General. Federal, state, local and foreign laws and regulations impose various restrictions and controls on the storage, use and discharge of certain materials, chemicals and gases used in semiconductor manufacturing processes, and on the operation of the Company's facilities and equipment. The Company believes it uses reasonable efforts to maintain a system of compliance and controls for these laws and regulations. Despite its efforts and controls, from time to time, issues may arise with respect to these matters. Additionally, under some of these laws and regulations, the Company could be held financially responsible for remedial measures if properties are contaminated or if waste is sent to a landfill or recycling facility that becomes contaminated. Also, the Company may be subject to common law claims if released substances damage or harm third parties.

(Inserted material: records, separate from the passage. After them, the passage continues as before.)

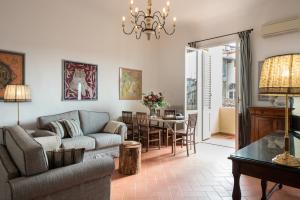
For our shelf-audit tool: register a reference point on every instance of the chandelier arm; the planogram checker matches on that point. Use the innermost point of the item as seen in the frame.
(161, 21)
(154, 25)
(128, 33)
(141, 25)
(169, 33)
(156, 13)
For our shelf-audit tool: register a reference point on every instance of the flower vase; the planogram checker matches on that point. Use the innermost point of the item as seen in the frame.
(152, 112)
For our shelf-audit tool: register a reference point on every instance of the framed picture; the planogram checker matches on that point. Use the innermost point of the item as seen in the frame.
(12, 70)
(80, 81)
(130, 84)
(261, 97)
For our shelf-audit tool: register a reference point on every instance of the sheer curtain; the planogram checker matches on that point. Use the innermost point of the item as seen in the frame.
(245, 87)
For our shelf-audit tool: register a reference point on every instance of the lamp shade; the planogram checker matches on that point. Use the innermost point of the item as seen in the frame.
(17, 93)
(280, 75)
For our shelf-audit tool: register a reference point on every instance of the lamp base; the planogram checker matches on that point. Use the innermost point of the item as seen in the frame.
(286, 159)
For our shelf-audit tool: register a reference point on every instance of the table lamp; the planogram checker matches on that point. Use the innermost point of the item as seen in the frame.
(17, 93)
(280, 76)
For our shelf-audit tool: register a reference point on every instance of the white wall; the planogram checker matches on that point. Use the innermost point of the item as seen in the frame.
(261, 12)
(86, 31)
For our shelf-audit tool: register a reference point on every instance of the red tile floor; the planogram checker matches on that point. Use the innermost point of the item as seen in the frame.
(205, 175)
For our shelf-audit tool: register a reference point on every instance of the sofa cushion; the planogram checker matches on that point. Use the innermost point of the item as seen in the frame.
(64, 157)
(78, 142)
(104, 140)
(49, 143)
(92, 122)
(73, 128)
(8, 170)
(43, 122)
(58, 128)
(27, 154)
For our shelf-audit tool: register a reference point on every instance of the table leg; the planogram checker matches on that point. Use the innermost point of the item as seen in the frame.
(174, 143)
(236, 194)
(264, 185)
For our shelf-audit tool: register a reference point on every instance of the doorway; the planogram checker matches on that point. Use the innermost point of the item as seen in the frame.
(212, 91)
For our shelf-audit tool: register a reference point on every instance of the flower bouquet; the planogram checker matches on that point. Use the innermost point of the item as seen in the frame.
(154, 102)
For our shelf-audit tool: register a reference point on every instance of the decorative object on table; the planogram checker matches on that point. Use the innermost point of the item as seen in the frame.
(80, 81)
(130, 158)
(112, 127)
(262, 97)
(278, 101)
(130, 84)
(154, 102)
(281, 77)
(148, 22)
(17, 93)
(12, 70)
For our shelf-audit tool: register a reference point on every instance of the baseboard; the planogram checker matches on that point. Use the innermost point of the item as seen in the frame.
(222, 133)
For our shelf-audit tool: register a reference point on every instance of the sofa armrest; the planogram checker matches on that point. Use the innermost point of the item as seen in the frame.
(123, 131)
(60, 179)
(42, 133)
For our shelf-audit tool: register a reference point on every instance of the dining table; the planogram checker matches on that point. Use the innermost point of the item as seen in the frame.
(172, 125)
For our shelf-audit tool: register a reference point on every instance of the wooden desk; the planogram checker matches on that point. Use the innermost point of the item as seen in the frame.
(256, 160)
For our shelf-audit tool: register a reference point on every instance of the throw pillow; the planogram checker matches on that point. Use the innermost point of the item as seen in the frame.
(73, 128)
(112, 127)
(57, 127)
(64, 157)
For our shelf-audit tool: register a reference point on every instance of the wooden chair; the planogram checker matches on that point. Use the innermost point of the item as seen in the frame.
(132, 132)
(165, 129)
(188, 136)
(147, 133)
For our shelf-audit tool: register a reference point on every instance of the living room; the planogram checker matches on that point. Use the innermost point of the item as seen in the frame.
(49, 37)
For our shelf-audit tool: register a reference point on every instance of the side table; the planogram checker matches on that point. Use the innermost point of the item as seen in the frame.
(130, 158)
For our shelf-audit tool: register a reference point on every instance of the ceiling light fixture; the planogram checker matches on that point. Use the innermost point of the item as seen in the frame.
(148, 22)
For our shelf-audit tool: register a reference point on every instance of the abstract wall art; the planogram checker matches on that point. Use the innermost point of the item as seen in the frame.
(80, 81)
(130, 84)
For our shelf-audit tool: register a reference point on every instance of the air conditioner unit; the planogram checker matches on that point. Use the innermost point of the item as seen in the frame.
(281, 27)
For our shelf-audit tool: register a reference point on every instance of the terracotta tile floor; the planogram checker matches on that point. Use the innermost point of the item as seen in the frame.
(205, 175)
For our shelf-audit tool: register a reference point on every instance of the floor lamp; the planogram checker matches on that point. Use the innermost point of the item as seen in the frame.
(17, 94)
(280, 76)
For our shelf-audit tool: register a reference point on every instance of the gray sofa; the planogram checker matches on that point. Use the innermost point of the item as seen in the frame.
(24, 173)
(92, 124)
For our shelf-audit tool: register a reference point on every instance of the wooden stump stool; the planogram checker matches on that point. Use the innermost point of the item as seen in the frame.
(130, 158)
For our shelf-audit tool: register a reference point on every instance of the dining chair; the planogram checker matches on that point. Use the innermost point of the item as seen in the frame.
(127, 118)
(147, 133)
(188, 136)
(165, 130)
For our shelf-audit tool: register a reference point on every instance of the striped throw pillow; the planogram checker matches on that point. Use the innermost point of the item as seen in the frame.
(57, 127)
(73, 127)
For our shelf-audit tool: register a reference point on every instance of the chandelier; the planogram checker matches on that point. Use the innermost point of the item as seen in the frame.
(148, 22)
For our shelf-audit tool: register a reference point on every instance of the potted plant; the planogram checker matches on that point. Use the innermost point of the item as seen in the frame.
(154, 102)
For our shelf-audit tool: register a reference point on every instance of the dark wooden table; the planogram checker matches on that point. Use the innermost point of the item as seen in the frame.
(255, 160)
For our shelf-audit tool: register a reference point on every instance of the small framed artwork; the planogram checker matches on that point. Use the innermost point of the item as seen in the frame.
(130, 84)
(261, 97)
(12, 70)
(80, 81)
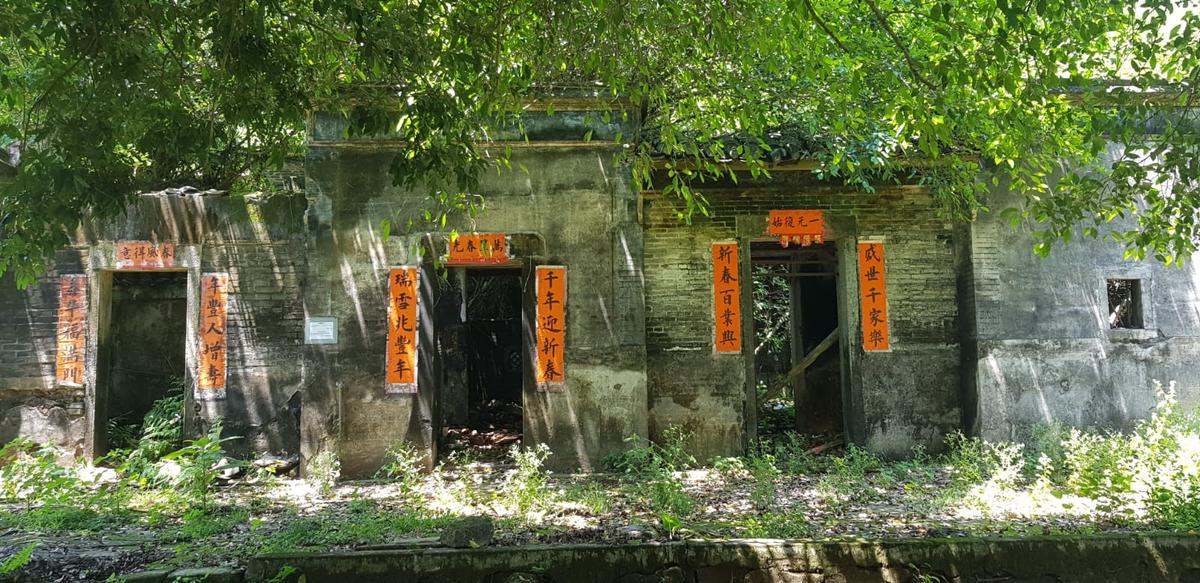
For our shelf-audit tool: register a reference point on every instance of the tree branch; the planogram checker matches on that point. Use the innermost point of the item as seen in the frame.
(825, 26)
(895, 40)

The Company cannot make assurances that changes in environmental laws and regulations will not require additional investments in capital equipment and the implementation of additional compliance programs in the future, which could have a material adverse effect on the Company's results of operations, financial position or cash flows, as could any failure by or violation of the Company to comply with any prior, current or future environmental laws and regulations.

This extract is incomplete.